CycloneDX / cyclonedx-node-module

creates CycloneDX Software-Bill-of-Materials (SBOM) from node-based projects
https://cyclonedx.org/
Apache License 2.0
124 stars 37 forks source link

Issue with using this library when it finds a license that isn't in the list #42

Closed DarthHater closed 2 years ago

DarthHater commented 4 years ago

We are using this library in auditjs to generate an SBOM to send to Nexus IQ Server.

We've run into an issue with a few libraries where the license is presented as something that isn't in your current list.

An example is:

https://github.com/substack/node-optimist/blob/master/package.json#L35

That license is declared as MIT/X11 when in reality it should either be MIT X (not in your list) or X11

When the sbom is created, a license section with a Name is created, just no ID, and this fails validation in Nexus IQ Server.

I'm curious if we should add these kinda odd license types to your list, or if a PR of some sort where if it can't find an ID it adds something that indicates the license is Non-Conforming or something akin?

Thanks!

DarthHater commented 4 years ago

I suppose another alternative is to provide a flag that just ignores licensing data (which is hyper specific to our case), but I don't personally like that.
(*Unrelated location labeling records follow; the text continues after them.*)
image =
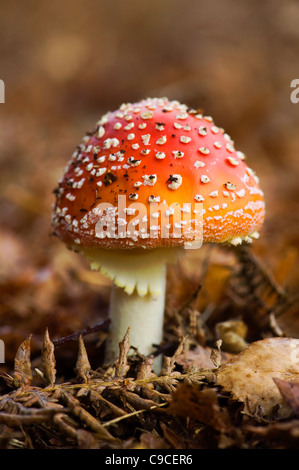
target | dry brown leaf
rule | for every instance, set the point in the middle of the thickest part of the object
(48, 360)
(232, 333)
(248, 376)
(202, 405)
(83, 367)
(290, 392)
(22, 365)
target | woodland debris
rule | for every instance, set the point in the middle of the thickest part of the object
(249, 377)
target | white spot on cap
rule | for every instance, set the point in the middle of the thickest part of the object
(199, 164)
(147, 115)
(160, 155)
(230, 148)
(146, 139)
(202, 130)
(162, 140)
(233, 161)
(175, 181)
(204, 150)
(205, 179)
(129, 126)
(182, 116)
(178, 154)
(101, 132)
(101, 171)
(149, 180)
(218, 145)
(184, 139)
(240, 193)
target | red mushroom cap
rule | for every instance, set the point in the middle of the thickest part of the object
(157, 151)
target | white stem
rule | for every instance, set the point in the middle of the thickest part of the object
(142, 314)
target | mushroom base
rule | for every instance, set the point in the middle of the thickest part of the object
(142, 315)
(137, 296)
(136, 269)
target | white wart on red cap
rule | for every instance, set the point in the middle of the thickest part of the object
(158, 150)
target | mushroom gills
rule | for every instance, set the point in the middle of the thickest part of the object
(136, 268)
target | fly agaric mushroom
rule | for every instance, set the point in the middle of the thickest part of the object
(154, 153)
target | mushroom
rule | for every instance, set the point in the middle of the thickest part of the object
(125, 197)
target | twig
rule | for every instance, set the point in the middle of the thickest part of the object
(86, 331)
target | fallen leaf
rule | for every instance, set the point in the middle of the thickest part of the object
(48, 360)
(22, 367)
(248, 376)
(290, 392)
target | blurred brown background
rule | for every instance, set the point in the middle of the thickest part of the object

stevespringett commented 4 years ago

The node-optimist library contains an invalid license in package.json. It is a requirement that the license defined in package.json be a valid SPDX license ID or a valid SPDX expression. This library is so old, that this requirement likely wasn't enforced when this component was last published.

https://spdx.org/licenses/MIT.html https://spdx.org/licenses/X11.html

It appears this library is dual licensed which should be declared in the package.json, but it's not.

Unresolved licenses like this will appear as a license 'name' in CycloneDX rather than a license ID. License ID's only resolve to valid SPDX license IDs and are not required by the spec. If Nexus IQ requires a license id, then it is violating the spec. This is an issue you'll need corrected by Sonatype.

DarthHater commented 4 years ago

It's actually not dual licensed when you read about MIT/X11, it's just improperly declared. X11 is MIT with an extra sentence.

stevespringett commented 4 years ago

Thanks for clarifying. MIT/X11 is still an invalid SPDX license ID, therefore the license name is used instead of the id.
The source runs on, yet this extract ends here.